La proposta di una Usl della Bassa Veronese è stata lanciata dal leghista Alessandro
Montagnoli, che tuttavia sarebbe stato prontamente richiamato all’ordine, a giudicare dalle
stringate dichiarazioni che rilascia dopo quell’uscita pubblica: «Sono valutazioni che stiamo
facendo all’interno del gruppo, in questa fase preferisco non dire altro». Gli va in soccorso
il capogruppo Nicola Finco: «Il collega si è fatto portavoce di una richiesta del territorio di
cui è espressione, non mi sento di crocifiggerlo per questo. Ma la posizione del governatore
Zaia è di 9 e su quella noi restiamo compatti. Individuare un requisito unico per tutto il
territorio regionale? Impossibile, perché ogni realtà ha le sue specificità.
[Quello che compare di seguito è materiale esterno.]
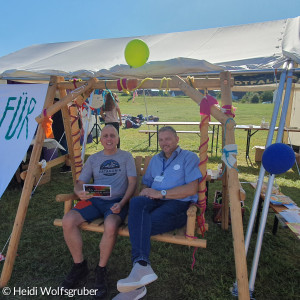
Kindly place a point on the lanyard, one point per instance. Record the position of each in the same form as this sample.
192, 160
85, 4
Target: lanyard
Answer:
165, 167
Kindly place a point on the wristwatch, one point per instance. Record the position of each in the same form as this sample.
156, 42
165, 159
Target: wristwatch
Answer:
164, 193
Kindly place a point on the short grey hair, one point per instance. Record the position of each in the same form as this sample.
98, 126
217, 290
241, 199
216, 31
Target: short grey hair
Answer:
167, 128
110, 126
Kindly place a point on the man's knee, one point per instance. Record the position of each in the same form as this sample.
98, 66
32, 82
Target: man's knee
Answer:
139, 202
111, 225
71, 219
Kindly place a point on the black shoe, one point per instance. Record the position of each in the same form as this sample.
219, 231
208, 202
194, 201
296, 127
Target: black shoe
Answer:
65, 169
76, 276
100, 282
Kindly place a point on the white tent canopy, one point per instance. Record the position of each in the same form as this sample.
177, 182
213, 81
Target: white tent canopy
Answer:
246, 47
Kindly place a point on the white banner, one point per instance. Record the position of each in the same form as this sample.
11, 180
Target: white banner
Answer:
20, 104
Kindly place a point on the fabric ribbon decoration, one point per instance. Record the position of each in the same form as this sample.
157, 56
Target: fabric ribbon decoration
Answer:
47, 125
206, 104
227, 155
229, 110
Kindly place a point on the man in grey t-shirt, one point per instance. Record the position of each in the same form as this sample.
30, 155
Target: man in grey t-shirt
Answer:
113, 167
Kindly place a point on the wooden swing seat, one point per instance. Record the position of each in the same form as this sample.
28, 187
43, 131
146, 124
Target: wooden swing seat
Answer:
183, 236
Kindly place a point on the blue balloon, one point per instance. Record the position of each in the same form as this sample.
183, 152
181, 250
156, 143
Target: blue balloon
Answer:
278, 158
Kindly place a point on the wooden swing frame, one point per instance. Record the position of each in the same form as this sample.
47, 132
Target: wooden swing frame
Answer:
231, 185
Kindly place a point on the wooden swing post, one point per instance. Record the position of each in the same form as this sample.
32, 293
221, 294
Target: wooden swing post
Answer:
26, 192
234, 197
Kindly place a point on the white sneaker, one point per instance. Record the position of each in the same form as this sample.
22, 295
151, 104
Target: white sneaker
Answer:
133, 295
139, 276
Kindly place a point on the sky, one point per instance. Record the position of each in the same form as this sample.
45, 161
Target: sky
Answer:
30, 22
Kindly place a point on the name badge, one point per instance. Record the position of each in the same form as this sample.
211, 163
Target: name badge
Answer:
159, 178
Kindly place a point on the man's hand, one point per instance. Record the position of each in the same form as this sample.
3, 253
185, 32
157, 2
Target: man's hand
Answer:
116, 208
83, 195
151, 193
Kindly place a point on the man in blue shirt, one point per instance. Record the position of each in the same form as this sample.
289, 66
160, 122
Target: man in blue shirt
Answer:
171, 182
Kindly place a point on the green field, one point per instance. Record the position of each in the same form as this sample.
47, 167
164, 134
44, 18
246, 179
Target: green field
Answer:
43, 258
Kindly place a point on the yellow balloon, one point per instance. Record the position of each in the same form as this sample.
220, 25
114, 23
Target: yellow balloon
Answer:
136, 53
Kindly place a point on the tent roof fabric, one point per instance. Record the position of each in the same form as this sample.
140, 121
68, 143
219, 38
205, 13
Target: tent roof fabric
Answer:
246, 47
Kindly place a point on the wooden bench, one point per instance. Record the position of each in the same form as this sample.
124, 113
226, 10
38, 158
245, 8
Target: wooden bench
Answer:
178, 236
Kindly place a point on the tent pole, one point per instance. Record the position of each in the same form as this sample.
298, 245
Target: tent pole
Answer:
262, 169
26, 192
264, 215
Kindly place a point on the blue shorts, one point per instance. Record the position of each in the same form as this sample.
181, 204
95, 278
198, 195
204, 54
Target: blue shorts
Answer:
95, 208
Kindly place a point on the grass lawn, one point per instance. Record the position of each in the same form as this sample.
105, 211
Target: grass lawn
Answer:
43, 258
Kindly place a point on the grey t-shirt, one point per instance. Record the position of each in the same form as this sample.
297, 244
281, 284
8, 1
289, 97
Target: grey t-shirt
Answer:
109, 170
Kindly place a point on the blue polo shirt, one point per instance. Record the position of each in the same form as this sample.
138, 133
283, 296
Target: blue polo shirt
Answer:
181, 168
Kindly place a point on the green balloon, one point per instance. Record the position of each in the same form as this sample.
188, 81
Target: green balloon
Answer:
136, 53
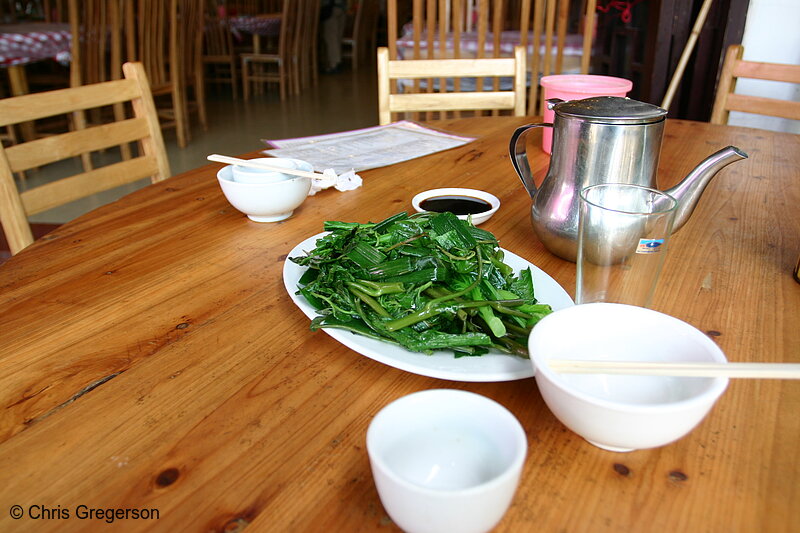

Ma mentre le
esigenze del Veneto Orientale e del Bassanese sono emerse da tempo, quella del Veronese
è spuntata solo adesso, per un incaponimento di Tosi che il Pd si sente assurdamente in
dovere di sostenere».
Oggi le forze di maggioranza si incontreranno per pianificare i turni in aula, in modo da non
far mai mancare il numero legale. «Il fronte è compatto su 9 Usl», assicura il presidente
Roberto Ciambetti. Per la verità Zaia potrebbe giocarsi la carta del ritorno a 7 Usl: una per
provincia e zitti tutti. «Per me rimane la soluzione migliore — dice lo zaiano Fabrizio Boron,
presidente della commissione Sanità — anche perché su quella l’opposizione si era esposta.
Detto questo appartengo però ad una maggioranza che sostiene lo schema a 9, per cui lo
difenderò fino all’ultimo».
Il problema è che la battaglia rischia di prolungarsi così tanto da veder terminare senza
alcun risultato l’anno di commissariamento delle aziende teoricamente destinate alla
soppressione. Ecco perché Zaia, irritato per gli effetti del «jolly» che consente di prolungare
all’infinito i tempi degli interventi, starebbe meditando di lasciare il cerino in mano alle
minoranze. Traduce Stefano Valdegamberi, zaiano e veronese: «Chi ha vinto ha il diritto di
governare, nel caso anche di sbagliare. Ci lascino votare la legge e vedranno che
l’approviamo domani mattina, altrimenti dovranno assumersene la responsabilità».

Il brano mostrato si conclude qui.